As our state universities continue to face deeper cuts, we are not only hindering many talented students from earning their degrees, but we are also shortchanging the quality of life for all New Mexicans.
Of all the students graduating across the state, a number will be entrepreneurs. Many will be in the health and human services fields. Many will go into the arts. Many will pursue careers in the sciences. And all will have a statistically greater impact on New Mexico’s economy and quality of life than their peers without degrees.
The education of our citizens is the lever to improve all state outcomes. Educated citizens earn higher salaries, pay more taxes, have better health outcomes, commit fewer crimes, require fewer social services, start more successful businesses and are more active in civic life than others.
Until there is a greater focus on overall educational attainment and quality, economic and other important outcomes in the state are not likely to improve. We desperately need more and better jobs in New Mexico, and those outcomes are related to educational attainment. We have significant health disparities in the state and, once again, overall health is strongly predicted by both income and educational attainment. Crime tends to go down as educational attainment goes up. The need for various social services tends to go down as educational attainment rises.

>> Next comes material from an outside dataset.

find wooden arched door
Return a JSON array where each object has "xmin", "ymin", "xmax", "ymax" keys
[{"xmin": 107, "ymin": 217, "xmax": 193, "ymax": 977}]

Recently, however, I and all other university presidents in New Mexico were informed that we would receive no state appropriations effective July 1. The many challenges associated with balancing the state budget are well-known and, unless revenues increase from some source, additional legally required cuts must be made to balance the budget. At this point, the solution to balancing the budget is to essentially defund public state universities.
There have been some suggestions that this is perhaps more of a ploy or some political maneuvering than a realistic option, but I would note that such measures have and are being taken right now in other states. For example, public institutions of higher education in Illinois have been essentially without state funding for some time, resulting in, among other things, massive employee layoffs, an exodus of students leaving the state for universities with more reliable state funding, and according to my university president colleagues there, extreme challenges associated with recruiting quality staff, faculty and administrators. Who could possibly be interested in working at a state university with zero state support?
New Mexico can do better. The best solution to face New Mexico’s challenges is to put public education at the very center of our collective efforts. As a nation, we’ve moved from a position that public higher education is important for a free and democratic society to flourish, to a position that higher education is mostly a personal benefit. As a state, we can’t afford to adopt such a line of thinking.